“Cieli violati” di Anna Vasta
Recensione di “Cieli violati” (Edizioni Ensemble, 2013) di Anna Vasta.
La raccolta di poesie di Anna Vasta Cieli Violati, arriva a casa in una busta da lettera. Come un invito a nozze, una lettera di un amico, un biglietto di auguri o di ringraziamenti.
Delicata la veste dell’edizione come le successioni in rima baciata e alternata che raccontano un male di [troppo] vivere. È l’eccesso di vita in una terra dal passato e dal presente controverso che rende i versi di Anna Vasta pieni di emozioni dicotomiche. Forse vi si potrebbe paragonare lo specifico della poesia irlandese di Heaney, terra bella di fama e di sventura.

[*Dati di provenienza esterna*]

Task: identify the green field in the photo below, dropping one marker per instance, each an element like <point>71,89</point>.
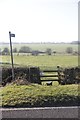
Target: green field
<point>41,95</point>
<point>42,61</point>
<point>43,46</point>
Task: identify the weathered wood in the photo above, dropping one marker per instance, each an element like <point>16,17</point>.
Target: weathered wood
<point>49,80</point>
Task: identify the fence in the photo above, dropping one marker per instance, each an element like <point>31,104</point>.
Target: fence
<point>35,75</point>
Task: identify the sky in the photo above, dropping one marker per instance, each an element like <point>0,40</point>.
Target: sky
<point>39,20</point>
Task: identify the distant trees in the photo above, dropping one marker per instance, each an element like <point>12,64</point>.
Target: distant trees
<point>5,51</point>
<point>25,49</point>
<point>14,50</point>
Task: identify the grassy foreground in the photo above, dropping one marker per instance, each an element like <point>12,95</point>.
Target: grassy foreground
<point>34,95</point>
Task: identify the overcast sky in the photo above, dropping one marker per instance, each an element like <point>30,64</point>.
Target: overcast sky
<point>39,20</point>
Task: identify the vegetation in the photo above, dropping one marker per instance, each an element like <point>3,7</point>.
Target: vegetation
<point>38,95</point>
<point>34,95</point>
<point>44,62</point>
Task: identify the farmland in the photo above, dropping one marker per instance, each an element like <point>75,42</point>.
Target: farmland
<point>41,95</point>
<point>42,61</point>
<point>43,46</point>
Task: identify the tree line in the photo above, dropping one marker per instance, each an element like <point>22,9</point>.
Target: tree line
<point>26,49</point>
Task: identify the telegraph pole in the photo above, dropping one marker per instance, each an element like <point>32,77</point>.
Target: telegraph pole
<point>10,35</point>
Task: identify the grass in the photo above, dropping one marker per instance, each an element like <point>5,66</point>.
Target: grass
<point>42,61</point>
<point>44,46</point>
<point>40,95</point>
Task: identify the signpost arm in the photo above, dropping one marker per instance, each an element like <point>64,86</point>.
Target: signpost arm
<point>11,56</point>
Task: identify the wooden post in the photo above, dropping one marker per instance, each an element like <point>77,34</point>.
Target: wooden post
<point>11,56</point>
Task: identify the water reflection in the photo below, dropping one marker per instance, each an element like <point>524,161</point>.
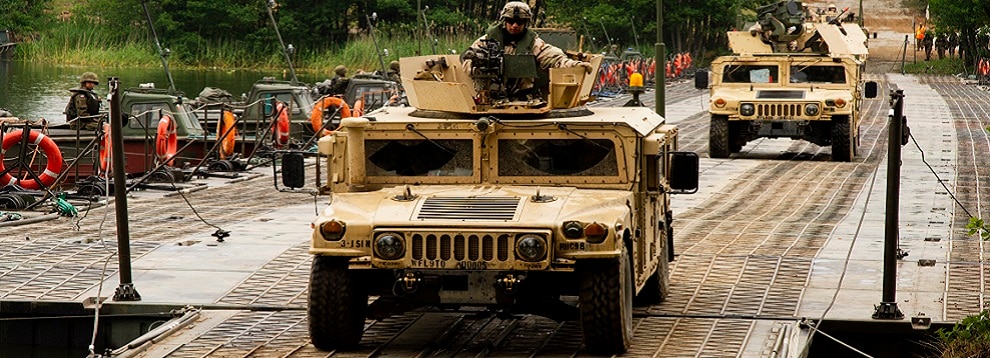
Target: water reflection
<point>33,91</point>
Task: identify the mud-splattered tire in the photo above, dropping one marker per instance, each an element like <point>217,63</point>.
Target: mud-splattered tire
<point>843,143</point>
<point>337,304</point>
<point>606,304</point>
<point>718,137</point>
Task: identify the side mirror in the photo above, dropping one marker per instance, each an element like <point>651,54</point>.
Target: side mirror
<point>870,89</point>
<point>683,172</point>
<point>701,79</point>
<point>293,170</point>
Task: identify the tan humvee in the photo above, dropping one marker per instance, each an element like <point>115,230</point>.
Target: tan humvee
<point>789,79</point>
<point>470,199</point>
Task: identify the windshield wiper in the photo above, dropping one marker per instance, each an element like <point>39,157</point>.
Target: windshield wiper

Perché qualunque forma di narrato dolore stride, nelle poesie di Vasta, con una vitale e irruenta Sicilia. Dove non esistono tinte cupe, anche quando si cercano. Dove la vita può solo esplodere e manifestarsi, incurante di ogni forma di dolore umano. Come una donna bellissima… ad un funerale.

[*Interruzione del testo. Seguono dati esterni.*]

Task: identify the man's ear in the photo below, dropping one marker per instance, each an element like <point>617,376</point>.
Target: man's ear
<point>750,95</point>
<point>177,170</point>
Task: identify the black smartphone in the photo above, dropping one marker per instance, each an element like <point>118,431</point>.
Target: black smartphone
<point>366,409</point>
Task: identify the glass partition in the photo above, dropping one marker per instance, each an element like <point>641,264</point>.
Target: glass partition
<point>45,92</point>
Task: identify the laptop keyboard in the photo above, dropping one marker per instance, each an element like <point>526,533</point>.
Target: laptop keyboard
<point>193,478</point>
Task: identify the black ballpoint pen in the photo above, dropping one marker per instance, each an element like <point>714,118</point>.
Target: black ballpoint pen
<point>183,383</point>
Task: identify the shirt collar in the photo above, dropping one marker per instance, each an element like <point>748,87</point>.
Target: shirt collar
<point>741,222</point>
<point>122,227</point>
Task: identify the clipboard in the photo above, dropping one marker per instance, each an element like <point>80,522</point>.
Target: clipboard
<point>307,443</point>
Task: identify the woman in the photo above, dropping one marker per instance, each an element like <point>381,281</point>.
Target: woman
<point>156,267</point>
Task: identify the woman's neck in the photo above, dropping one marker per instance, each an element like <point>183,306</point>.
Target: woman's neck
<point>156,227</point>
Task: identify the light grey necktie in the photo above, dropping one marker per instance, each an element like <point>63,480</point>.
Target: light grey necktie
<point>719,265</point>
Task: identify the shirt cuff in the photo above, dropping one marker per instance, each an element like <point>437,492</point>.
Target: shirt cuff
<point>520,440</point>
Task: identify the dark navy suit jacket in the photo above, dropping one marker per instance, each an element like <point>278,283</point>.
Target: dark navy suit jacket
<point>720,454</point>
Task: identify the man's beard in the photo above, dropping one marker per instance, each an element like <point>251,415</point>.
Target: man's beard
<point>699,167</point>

Persino la morte di Cristo si tinge di una passione ricca di colore, distanziandosi dalla sua accezione greca (pathos, sofferenza passiva). La passione in [viola di passione] diventa colore e vita, quasi blasfema nella sua irruenza.
Tutti gli elementi sono presenti nei campi semantici scelti, mai casuali. Tra terra e foglie, vento e aria, fiumi, mari (immancabile mare) e acqua, il campo semantico prevalente resta, nonostante tutto, il fuoco. Laddove terra, acqua, nubi e foglie alla fine sembrano condurre sempre al sole, laddove ogni cosa si muta in brace (cit. [il fiume], pagina 39), anche quando si parla di morte e caducità, tutto rimanda al calore.
Ritmica la sua poesia, si articola in strofe graficamente dislocate, a destra e a sinistra. Come nei passi di una quadriglia. O i passi di un ubriaco.
Tra i giochi di allitterazioni e parole presenti in molte strofe, molte delle quali da leggere con google aperto (o un dizionario di lingua), come nel caso di [cosa avanza…], la docente e scrittrice siciliana sfida il lettore a conoscere le emozioni quasi fisiche che la lingua italiana può dare, attraverso vocaboli ormai desueti ma ricchi di secoli di storia e vita.
Il lettore viene accompagnato, ebbro e disorientato, in un’esperienza di lettura che si sviluppa in uno spazio poetico e geografico quasi shakespeariano, in cui è brutto il bello, è bello il brutto. Dove ‘Tutto qui è precoce. E tutto muore in fretta/ Tutto corre e precipita e tutto è fermo’.